‘Greatest Spectacle’ comes full circleWritten by Dave Woolford | | firstname.lastname@example.org
The 90th running of the Indy 500 last Sunday left no doubt whatsoever that what is called “The Greatest Spectacle in Racing” has come full circle.
What goes around comes around, and look! Here comes 1995 around again. That was the last year before Indianapolis Motor Speedway CEO Tony George, with the urging of NASCAR, A.J. Foyt and others, decided to form the Indy Racing League, splitting from Championship Auto Racing Teams.
George was sure CART teams would come crawling back as he belligerently dangled the keys to the Brickyard in front of them.
George’s premise was that CART was too expensive, courted too many foreign drivers and was too worldly. NASCAR’s hidden agenda, of course, was to prod George into the split and test the old divide-and-conquer theory. It worked to perfection, of course.
The IRL’s platform was to provide a pinnacle for young American sprint car and midget drivers, steer costs down, use an all-oval American track format and tell foreign drivers, engine builders and designers that the “Made in America” tag would be sewn into every possible aspect of the IRL.
“I’m not opposed to foreign manufacturers and competitors, but it rubs me the wrong way that America’s premier series has to look overseas for talent because they have a fat checkbook,” George arrogantly said.
In case you hadn’t noticed last Sunday, every car was powered by Honda.
Toyota and Chevrolet had already left the League. There were 13-foreign-born drivers in the field.
Foreign-born drivers had won six of the last seven Indy 500s until Ohio-born Sam Hornish, from Defiance, captured this year’s race in extremely dramatic fashion, defeating Marco Andretti in the second-closest Indy finish ever.
Marco is the son of Michael and grandson of Mario, both of whom indicated they would never return to Indy when they marched off with CART in 1996.
And, oh yes, there are three road course races on this year’s IRL schedule and a return trip to Motegi, Japan.
There’s hypocrisy at every turn. Al Unser Jr. was also back in the field, probably one of a number of drivers George helped bankroll, under the workbench, of course.

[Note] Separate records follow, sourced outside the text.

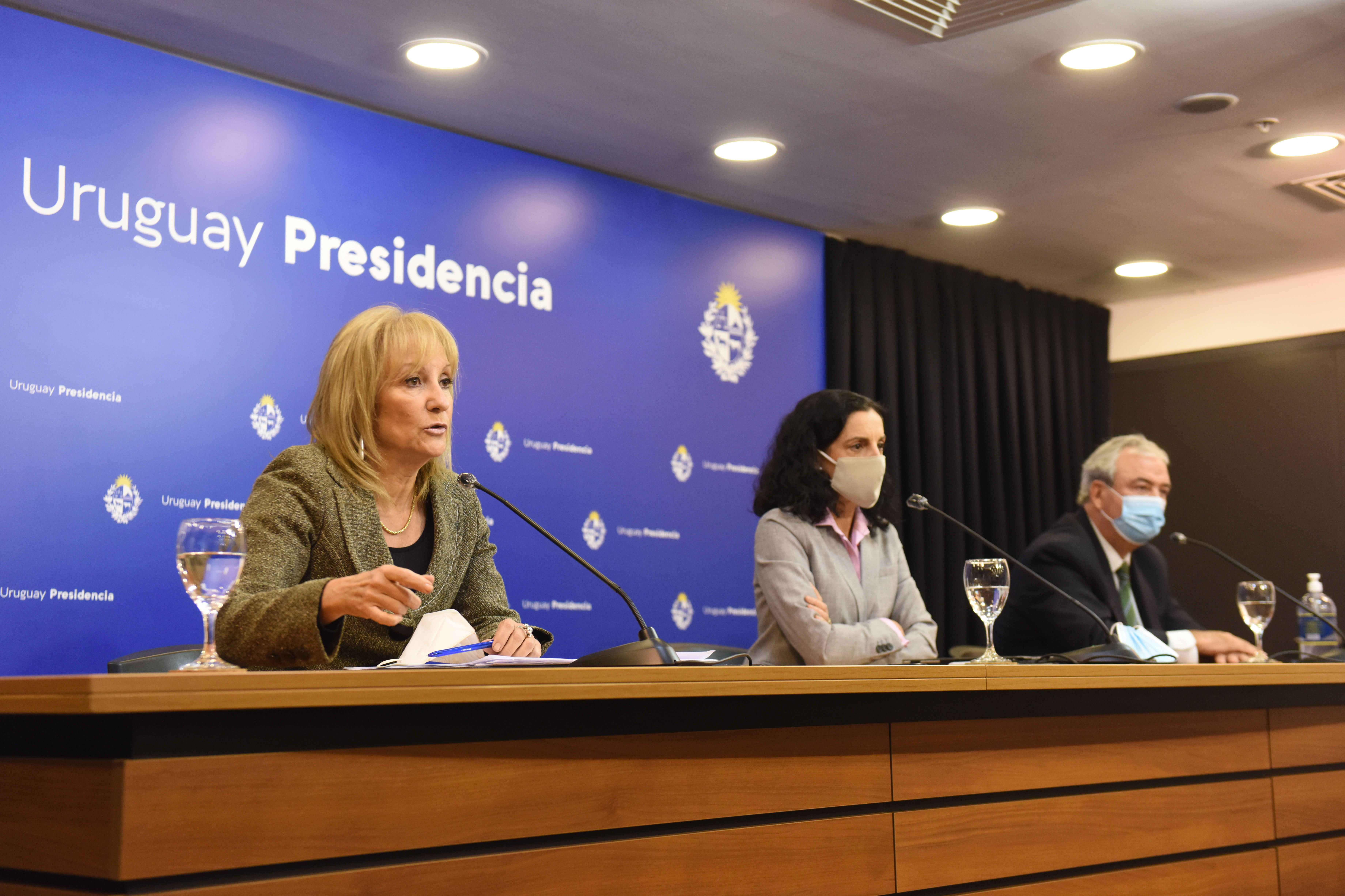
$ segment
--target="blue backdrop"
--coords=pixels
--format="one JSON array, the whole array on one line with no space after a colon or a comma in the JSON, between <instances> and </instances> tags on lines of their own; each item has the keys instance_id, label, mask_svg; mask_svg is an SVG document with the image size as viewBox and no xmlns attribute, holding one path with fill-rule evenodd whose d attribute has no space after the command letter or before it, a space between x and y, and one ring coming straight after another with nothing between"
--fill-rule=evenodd
<instances>
[{"instance_id":1,"label":"blue backdrop","mask_svg":"<svg viewBox=\"0 0 1345 896\"><path fill-rule=\"evenodd\" d=\"M382 302L459 340L455 469L666 638L752 642L753 474L823 380L819 234L4 8L0 85L0 674L198 639L178 524L308 441L331 337ZM483 504L554 656L635 637Z\"/></svg>"}]
</instances>

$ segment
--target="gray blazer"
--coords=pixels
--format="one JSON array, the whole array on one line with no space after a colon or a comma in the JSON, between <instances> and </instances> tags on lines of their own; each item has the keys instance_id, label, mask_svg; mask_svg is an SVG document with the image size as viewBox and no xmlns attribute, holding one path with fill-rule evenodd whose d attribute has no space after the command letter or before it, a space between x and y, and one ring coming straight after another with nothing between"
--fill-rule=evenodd
<instances>
[{"instance_id":1,"label":"gray blazer","mask_svg":"<svg viewBox=\"0 0 1345 896\"><path fill-rule=\"evenodd\" d=\"M787 510L767 512L756 533L752 662L845 666L937 656L937 626L911 578L896 527L873 527L859 543L859 564L862 583L834 529ZM803 602L814 587L826 600L830 625L814 618ZM900 647L897 633L882 617L907 633L907 647Z\"/></svg>"},{"instance_id":2,"label":"gray blazer","mask_svg":"<svg viewBox=\"0 0 1345 896\"><path fill-rule=\"evenodd\" d=\"M495 545L476 492L440 482L430 506L434 594L406 614L416 626L426 613L463 614L483 641L502 619L518 622L495 571ZM253 669L371 666L401 656L387 626L344 617L332 643L317 627L323 588L335 578L393 562L374 494L355 488L316 445L280 453L253 485L242 512L247 560L215 626L219 654ZM534 629L542 646L550 633Z\"/></svg>"}]
</instances>

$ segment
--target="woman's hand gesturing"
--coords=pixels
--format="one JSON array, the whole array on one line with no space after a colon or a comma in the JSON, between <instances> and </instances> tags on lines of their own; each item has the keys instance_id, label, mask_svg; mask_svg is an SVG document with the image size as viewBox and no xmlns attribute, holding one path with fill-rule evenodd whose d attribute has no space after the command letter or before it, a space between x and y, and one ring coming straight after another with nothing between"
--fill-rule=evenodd
<instances>
[{"instance_id":1,"label":"woman's hand gesturing","mask_svg":"<svg viewBox=\"0 0 1345 896\"><path fill-rule=\"evenodd\" d=\"M812 609L812 618L822 619L827 625L831 625L831 614L827 611L827 602L822 599L818 590L814 588L812 594L803 595L803 602Z\"/></svg>"},{"instance_id":2,"label":"woman's hand gesturing","mask_svg":"<svg viewBox=\"0 0 1345 896\"><path fill-rule=\"evenodd\" d=\"M323 588L317 622L331 625L342 617L360 617L394 626L421 604L414 591L433 592L434 576L416 575L387 563L369 572L332 579Z\"/></svg>"},{"instance_id":3,"label":"woman's hand gesturing","mask_svg":"<svg viewBox=\"0 0 1345 896\"><path fill-rule=\"evenodd\" d=\"M542 645L527 633L527 627L512 619L500 619L500 626L495 630L495 642L486 647L486 653L502 657L539 657Z\"/></svg>"}]
</instances>

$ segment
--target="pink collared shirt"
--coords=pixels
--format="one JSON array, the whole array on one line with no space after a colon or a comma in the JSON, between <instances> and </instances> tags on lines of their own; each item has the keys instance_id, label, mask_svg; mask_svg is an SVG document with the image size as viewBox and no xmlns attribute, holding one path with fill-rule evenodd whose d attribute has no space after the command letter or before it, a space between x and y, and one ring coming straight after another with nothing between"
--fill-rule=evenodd
<instances>
[{"instance_id":1,"label":"pink collared shirt","mask_svg":"<svg viewBox=\"0 0 1345 896\"><path fill-rule=\"evenodd\" d=\"M831 531L841 536L841 544L845 545L845 552L850 555L850 564L854 567L854 578L863 582L863 564L859 563L859 543L863 541L863 536L869 535L869 519L863 516L863 510L859 508L854 509L854 525L850 527L849 536L841 531L837 519L831 516L831 510L827 510L827 514L822 517L818 525L830 525Z\"/></svg>"},{"instance_id":2,"label":"pink collared shirt","mask_svg":"<svg viewBox=\"0 0 1345 896\"><path fill-rule=\"evenodd\" d=\"M849 536L841 531L841 527L837 524L837 519L831 514L831 510L827 510L827 514L822 517L822 521L818 523L818 525L831 527L831 531L841 536L841 544L845 545L845 552L850 555L850 563L854 566L854 578L863 582L863 563L859 560L859 543L863 541L863 536L869 535L869 519L863 516L863 510L859 508L854 509L854 525L850 527ZM898 626L894 619L882 617L882 621L888 623L888 627L892 629L898 638L901 638L902 647L911 643L907 641L907 633L901 630L901 626Z\"/></svg>"}]
</instances>

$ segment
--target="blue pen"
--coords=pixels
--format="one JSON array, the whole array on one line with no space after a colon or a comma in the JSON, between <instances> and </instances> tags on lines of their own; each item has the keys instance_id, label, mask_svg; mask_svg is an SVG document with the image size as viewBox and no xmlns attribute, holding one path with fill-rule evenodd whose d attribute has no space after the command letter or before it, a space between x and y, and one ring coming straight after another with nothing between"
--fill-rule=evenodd
<instances>
[{"instance_id":1,"label":"blue pen","mask_svg":"<svg viewBox=\"0 0 1345 896\"><path fill-rule=\"evenodd\" d=\"M451 657L455 653L471 653L472 650L484 650L486 647L495 643L494 641L482 641L480 643L464 643L461 647L449 647L448 650L436 650L429 654L432 657Z\"/></svg>"}]
</instances>

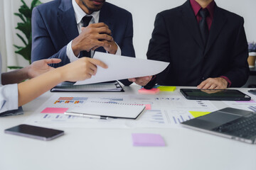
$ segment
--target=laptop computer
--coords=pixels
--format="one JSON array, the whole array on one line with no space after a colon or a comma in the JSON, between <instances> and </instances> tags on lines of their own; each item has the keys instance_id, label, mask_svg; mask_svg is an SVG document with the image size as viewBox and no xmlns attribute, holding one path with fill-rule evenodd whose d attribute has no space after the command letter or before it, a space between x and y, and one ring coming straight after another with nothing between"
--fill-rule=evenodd
<instances>
[{"instance_id":1,"label":"laptop computer","mask_svg":"<svg viewBox=\"0 0 256 170\"><path fill-rule=\"evenodd\" d=\"M251 111L225 108L181 125L247 143L256 143L256 113Z\"/></svg>"}]
</instances>

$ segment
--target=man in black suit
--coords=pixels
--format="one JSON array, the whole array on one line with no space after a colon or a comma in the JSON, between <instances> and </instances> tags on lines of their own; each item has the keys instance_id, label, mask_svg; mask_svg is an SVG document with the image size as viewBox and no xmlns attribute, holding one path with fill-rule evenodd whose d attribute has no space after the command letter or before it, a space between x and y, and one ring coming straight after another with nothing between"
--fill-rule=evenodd
<instances>
[{"instance_id":1,"label":"man in black suit","mask_svg":"<svg viewBox=\"0 0 256 170\"><path fill-rule=\"evenodd\" d=\"M132 13L105 0L55 0L33 10L32 62L59 58L51 64L58 67L94 51L135 57L132 38Z\"/></svg>"},{"instance_id":2,"label":"man in black suit","mask_svg":"<svg viewBox=\"0 0 256 170\"><path fill-rule=\"evenodd\" d=\"M188 0L158 13L147 58L170 64L145 88L156 83L209 89L242 86L249 76L243 23L213 0Z\"/></svg>"}]
</instances>

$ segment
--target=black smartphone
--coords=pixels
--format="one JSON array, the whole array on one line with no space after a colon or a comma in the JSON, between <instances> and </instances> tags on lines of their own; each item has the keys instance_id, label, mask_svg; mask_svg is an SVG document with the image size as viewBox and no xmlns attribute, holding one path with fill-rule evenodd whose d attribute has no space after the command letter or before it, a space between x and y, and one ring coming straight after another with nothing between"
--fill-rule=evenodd
<instances>
[{"instance_id":1,"label":"black smartphone","mask_svg":"<svg viewBox=\"0 0 256 170\"><path fill-rule=\"evenodd\" d=\"M248 92L254 95L256 95L256 90L249 90Z\"/></svg>"},{"instance_id":2,"label":"black smartphone","mask_svg":"<svg viewBox=\"0 0 256 170\"><path fill-rule=\"evenodd\" d=\"M63 130L25 124L6 129L4 132L46 141L53 140L64 135Z\"/></svg>"}]
</instances>

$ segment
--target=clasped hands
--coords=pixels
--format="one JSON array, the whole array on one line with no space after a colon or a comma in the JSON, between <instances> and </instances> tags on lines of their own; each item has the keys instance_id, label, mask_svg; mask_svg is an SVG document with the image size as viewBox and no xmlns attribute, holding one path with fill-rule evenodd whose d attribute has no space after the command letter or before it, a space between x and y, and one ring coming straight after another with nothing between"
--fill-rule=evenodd
<instances>
[{"instance_id":1,"label":"clasped hands","mask_svg":"<svg viewBox=\"0 0 256 170\"><path fill-rule=\"evenodd\" d=\"M80 51L95 50L100 47L114 55L117 45L111 36L111 30L104 23L92 23L82 28L81 33L72 42L72 50L78 56Z\"/></svg>"}]
</instances>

All of the leading former CART teams were paced by Marlboro team owner Roger Penske, the czar of race cars, who captured his 14th Indy 500 win last Sunday with Hornish.
The IRL has morphed into CART.
And what does all of this prove?
George has the only defining open-wheel race in the U.S. CART, now called the Champ Car World Series, but it can’t survive without an Indy 500 affiliation.
The IRL has not developed any young drivers into household-name status, with the exception of Hornish and Danica Patrick. That’s two more than Champ Car can boast.
IRL team owner Bobby Rahal, who you might remember was once the interim director of CART, said his driver, Patrick, is the best thing to happen to open-wheel racing in the last 10 years.
Unfortunately, she’s the only thing to happen.
Hornish, 26, is now established as one of the best drivers in either series and a leading candidate to be plucked away by NASCAR.
Both open-wheel series will now drive off on their own into anonymity, TV ratings will lag and sponsors will nag.
Every year in May at the Brickyard, the subject of unification arises.
Everyone says it’s time, everyone that is except George, who still thinks he owns the keys to open-wheel racing in the U.S.
“All we can do is hope and pray that it happens,” Michael Andretti said recently.
It will, Michael. Soon.
Kevin Kalkhoven, the majority owner of the Champ Car series, is optimistic.
George, smugly suggests he’s not sure unification will ever happen, and after Sunday’s extraordinary race, that might be OK.
NASCAR officials couldn’t agree more.